An outline of the skeleton with the twisted spine is projected on to the red-brown earth. The pit also holds the yellow pegs used by the excavators from the University of Leicester archaeology service in August 2012 to mark a discovery that would make front-page news around the world.

The city council now hopes the crowds who followed the story so avidly will come to its £4.5m visitor centre, opening to the public on Saturday. The attraction tells the tale of Richard's life, brief reign and death at the Battle of Bosworth in 1485, and the discovery of his hastily dug and slightly too small grave in what had been the choir of the long-vanished Greyfriars church.

More: King Richard III visitor centre in Leicester opens to the public | UK news | The Guardian

Cindy
Always be yourself.  Unless you can be a unicorn.  Then always be a unicorn.

cinrit

QuoteLeicester's Richard III Visitor Centre: Crowds at Opening

Scores of people arrived more than 90 minutes early for the official opening of Leicester's Richard III visitor centre.

Visitors can see below their feet to the spot where the king was found by archaeologists in 2012.  Although the actual bones are not on display inside the £4m visitor centre, there is a 3D printout of the skeleton.
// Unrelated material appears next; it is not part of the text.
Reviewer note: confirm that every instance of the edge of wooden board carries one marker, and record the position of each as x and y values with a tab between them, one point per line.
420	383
City Mayor Sir Peter Soulsby officially cut the ribbon amid medieval-themed celebrations at 10:30 BST.

More: BBC News - Leicester's Richard III visitor centre: Crowds at opening

Cindy
Always be yourself.  Unless you can be a unicorn.  Then always be a unicorn.

TLLK

 I love how they incorporated the glass enclosure over the site where he was discovered. 

HistoryGirl

This story has always fascinated me and its ending (for now) is just as astonishing as the beginning.